As the Cooper’s and Callaghan’s bundled themselves back into the heavy coats and wool scarves still wet from the rain, Missus Callaghan pulled William to one side. “That girl of yours is hurting way more than she shows,” Agnes said. “She’s got to have a loving hand. Your boy, he’ll do just fine, he’s open about his hurt; but Abigail Anne is froze-up inside so you take special care with her.”
William nodded along as if he agreed with the statement but Abigail Anne, who had been listening with a sharp ear, knew better. She knew full well that the words would be fruitless, like seeds sown upon bedrock; still, it warmed her heart to hear Missus Callaghan speak in such a kindly way. When the woman turned and hugged Abigail to her chest, the child felt a pang of guilt about wishing her own mother was the one married to Mister Callaghan.
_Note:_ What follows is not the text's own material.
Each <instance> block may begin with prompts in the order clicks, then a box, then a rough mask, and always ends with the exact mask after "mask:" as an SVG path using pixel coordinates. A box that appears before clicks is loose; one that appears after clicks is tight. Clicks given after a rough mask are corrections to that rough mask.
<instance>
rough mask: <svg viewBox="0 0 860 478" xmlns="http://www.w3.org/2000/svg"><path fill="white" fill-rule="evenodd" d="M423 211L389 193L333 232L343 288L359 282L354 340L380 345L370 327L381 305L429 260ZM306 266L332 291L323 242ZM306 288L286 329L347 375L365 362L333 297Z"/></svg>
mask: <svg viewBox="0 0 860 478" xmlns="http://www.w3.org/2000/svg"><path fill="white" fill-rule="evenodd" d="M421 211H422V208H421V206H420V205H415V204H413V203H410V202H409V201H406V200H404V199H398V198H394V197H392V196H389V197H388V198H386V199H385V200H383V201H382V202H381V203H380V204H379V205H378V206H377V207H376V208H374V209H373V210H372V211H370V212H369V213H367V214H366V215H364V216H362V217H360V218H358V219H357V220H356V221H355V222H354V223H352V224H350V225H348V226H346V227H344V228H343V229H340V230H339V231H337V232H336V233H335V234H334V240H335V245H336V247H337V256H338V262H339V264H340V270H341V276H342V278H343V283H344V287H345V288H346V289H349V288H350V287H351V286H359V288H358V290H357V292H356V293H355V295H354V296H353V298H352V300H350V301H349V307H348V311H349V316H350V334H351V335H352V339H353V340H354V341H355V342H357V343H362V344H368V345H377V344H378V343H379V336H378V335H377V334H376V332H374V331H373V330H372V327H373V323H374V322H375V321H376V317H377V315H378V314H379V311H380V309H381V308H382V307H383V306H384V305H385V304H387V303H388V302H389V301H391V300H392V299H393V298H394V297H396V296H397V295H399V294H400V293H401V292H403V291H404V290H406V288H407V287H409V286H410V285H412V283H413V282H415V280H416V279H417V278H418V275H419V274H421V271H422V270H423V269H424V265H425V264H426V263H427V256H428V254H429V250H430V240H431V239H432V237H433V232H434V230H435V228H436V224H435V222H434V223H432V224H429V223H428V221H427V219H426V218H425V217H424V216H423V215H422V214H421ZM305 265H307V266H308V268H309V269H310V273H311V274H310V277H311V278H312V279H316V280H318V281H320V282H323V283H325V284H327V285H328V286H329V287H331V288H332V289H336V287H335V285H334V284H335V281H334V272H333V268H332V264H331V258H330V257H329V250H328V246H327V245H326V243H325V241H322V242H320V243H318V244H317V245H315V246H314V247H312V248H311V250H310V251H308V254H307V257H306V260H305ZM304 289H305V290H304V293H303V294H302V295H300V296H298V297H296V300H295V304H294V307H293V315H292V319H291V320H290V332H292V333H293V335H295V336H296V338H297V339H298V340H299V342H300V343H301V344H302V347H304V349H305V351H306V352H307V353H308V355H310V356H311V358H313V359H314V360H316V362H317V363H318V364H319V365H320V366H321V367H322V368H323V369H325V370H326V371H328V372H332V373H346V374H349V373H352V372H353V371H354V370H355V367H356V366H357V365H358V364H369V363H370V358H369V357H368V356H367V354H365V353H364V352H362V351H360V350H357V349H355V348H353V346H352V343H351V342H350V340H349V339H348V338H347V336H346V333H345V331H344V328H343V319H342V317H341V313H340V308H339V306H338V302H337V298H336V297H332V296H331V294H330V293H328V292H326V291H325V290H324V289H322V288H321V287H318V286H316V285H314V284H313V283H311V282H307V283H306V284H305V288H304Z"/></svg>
That night, after the coals in the kitchen stove had cooled to a crimson glow and everyone else in the Lannigan household was sound asleep, Abigail Anne slid across the sheet and moved into the spot left empty by Livonia. In this place that had been shared by mother and daughter, she could still sense the fragrance of Lavender Water and linger with memories of the gentle voice that told stories of courageous women.
Someday, Abigail Anne,
her mother had promised,
someday every girl with an adventurous heart will be able to follow her dreams.
The tears started as small droplets that slid from the corners of her eyes, and then grew to great heavy sobs. Abigail Anne buried her face in the pillow to muffle the sound.
When the cock crowed the next morning, Abigail Anne remained in bed and turned her face to the wall. When she heard the footfall of William’s heavy boots and the clank of iron against iron as he stoked the fire, she pushed deeper into the pillow. Long before the red of sunrise could be seen above the ridge, William came to her bedroom.